Containers are seen at the Port of Long Beach on September 9 in Long Beach, California. Tariff revenue has skyrocketed this year since Donald Trump took office. Apu Gomes/Getty Images
‘Pointless and dumb’
York also estimated that about three-quarters of the projected tariff revenue could get derailed if the Supreme Court rules against Trump’s use of emergency powers to slap tariffs on imports.
The White House did not respond to questions from CNN about who would qualify for a tariff dividend payment, what such a program would cost, or whether the administration has analyzed the impact on inflation and the federal deficit.
However, a White House official defended the trade agenda.

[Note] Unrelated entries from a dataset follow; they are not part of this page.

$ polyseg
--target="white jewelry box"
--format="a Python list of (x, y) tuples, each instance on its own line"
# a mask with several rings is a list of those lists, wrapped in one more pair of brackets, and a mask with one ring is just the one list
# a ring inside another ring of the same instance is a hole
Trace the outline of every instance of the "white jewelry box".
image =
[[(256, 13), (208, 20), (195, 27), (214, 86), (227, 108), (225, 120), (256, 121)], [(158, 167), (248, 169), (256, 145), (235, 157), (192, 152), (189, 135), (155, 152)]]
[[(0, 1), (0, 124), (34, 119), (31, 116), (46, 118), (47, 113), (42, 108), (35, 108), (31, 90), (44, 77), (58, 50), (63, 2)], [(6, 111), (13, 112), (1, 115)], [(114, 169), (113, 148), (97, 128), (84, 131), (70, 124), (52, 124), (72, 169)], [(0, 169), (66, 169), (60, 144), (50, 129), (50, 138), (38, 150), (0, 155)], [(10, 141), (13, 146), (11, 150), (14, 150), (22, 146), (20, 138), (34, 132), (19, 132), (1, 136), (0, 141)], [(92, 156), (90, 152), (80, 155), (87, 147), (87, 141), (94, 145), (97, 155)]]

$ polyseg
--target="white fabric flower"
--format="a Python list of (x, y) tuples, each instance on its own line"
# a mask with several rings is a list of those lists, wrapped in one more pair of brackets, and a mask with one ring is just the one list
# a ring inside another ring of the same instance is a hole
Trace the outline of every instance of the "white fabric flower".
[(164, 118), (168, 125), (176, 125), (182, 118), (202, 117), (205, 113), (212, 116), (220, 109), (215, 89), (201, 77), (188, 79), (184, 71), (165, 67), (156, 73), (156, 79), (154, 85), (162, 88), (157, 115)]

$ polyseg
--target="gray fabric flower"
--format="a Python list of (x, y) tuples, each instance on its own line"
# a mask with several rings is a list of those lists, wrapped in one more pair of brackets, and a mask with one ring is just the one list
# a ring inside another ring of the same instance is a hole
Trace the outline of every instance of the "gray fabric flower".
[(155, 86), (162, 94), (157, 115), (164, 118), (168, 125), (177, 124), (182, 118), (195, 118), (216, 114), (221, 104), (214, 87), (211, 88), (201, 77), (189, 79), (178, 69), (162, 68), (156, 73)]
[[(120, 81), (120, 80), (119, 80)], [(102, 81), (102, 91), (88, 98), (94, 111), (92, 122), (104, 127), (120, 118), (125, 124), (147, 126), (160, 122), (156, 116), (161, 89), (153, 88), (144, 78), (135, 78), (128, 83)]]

“President Trump’s tariffs are resetting global commerce, securing manufacturing investments, and safeguarding our national and economic security – and they’re also raising billions in revenue for the federal government,” the official said. “The Administration is committed to putting this money to good use for the American people.”
Douglas Holtz-Eakin, who served in the administration of President George W. Bush when tax rebate checks were delivered in 2001, said the Trump idea “makes no sense.”
“There is no economic foundation to this. I doubt any of it is going to work,” said Holtz-Eakin, now president of the American Action Forum, a center-right think tank.
Justin Wolfers, economics professor at the University of Michigan, told CNN in a phone interview that it makes no sense to tax people with tariffs – and then give people the money back in the form of checks.
“This is insane, unfair, pointless and dumb,” Wolfers said. “If tariffs are making Americans poorer, the simplest and fairest way to stop that is not to tariff.”